I nod, but a streak of defiance ignites inside me.

I know something she doesn't.

Love doesn't need wings to find its way back.

12

JUMP START

Imay never be clean again.

It doesn't matter how many showers I take. How many rounds of lather, rinse, repeat I do. How many fancy, scalp-cleansing, clarifying shampoos I buy. The smell of motor oil is part of me now. It lingers in every hair and clogs every pore on my body. I'm the greasiest creature this side of the border, and it's what I deserve.

For the last six weeks, I have worked my fingers to the bone, doing all the shitty jobs no one else wants to touch, and I've done them with gusto. I've crawled under pickups with shit-caked mudflaps to drain oil pans that haven't been changed in years—the thick, black sludge coating my arms up to the elbows. I've scraped undercarriages caked with road salt and rust until my knuckles bled.
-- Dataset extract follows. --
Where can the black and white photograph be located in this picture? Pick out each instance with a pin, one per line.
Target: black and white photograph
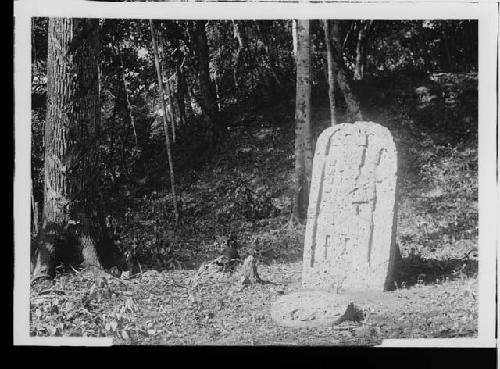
(277, 179)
I've spent hours flat on my back on a creeper, wrestling with seized bolts on exhaust systems, breathing in rust particles and feeling the heat from still-warm catalytic converters inches from my face.

But every filthy exhaust, every disgusting transmission fluid change, every corroded battery brings me closer to redemption.

My sisters have been sympathetic, but I know they're glad to leave all the worst jobs to me. Each night they party, hunt, or socialize together, and I spend my precious few hours free from sunlight trawling highways, searching for stranded passengers.

Mother has barely said a word to me since that night she clipped my wings, and whilst my sisters have mostly been polite, I can detect the unmistakable scent of betrayal beneath the niceties. I suppose I could leave, but where would I go? Who would have me? This sisterhood is all I've ever wanted, and if I need to eat shit for a hundred years to get it back, I'll do it.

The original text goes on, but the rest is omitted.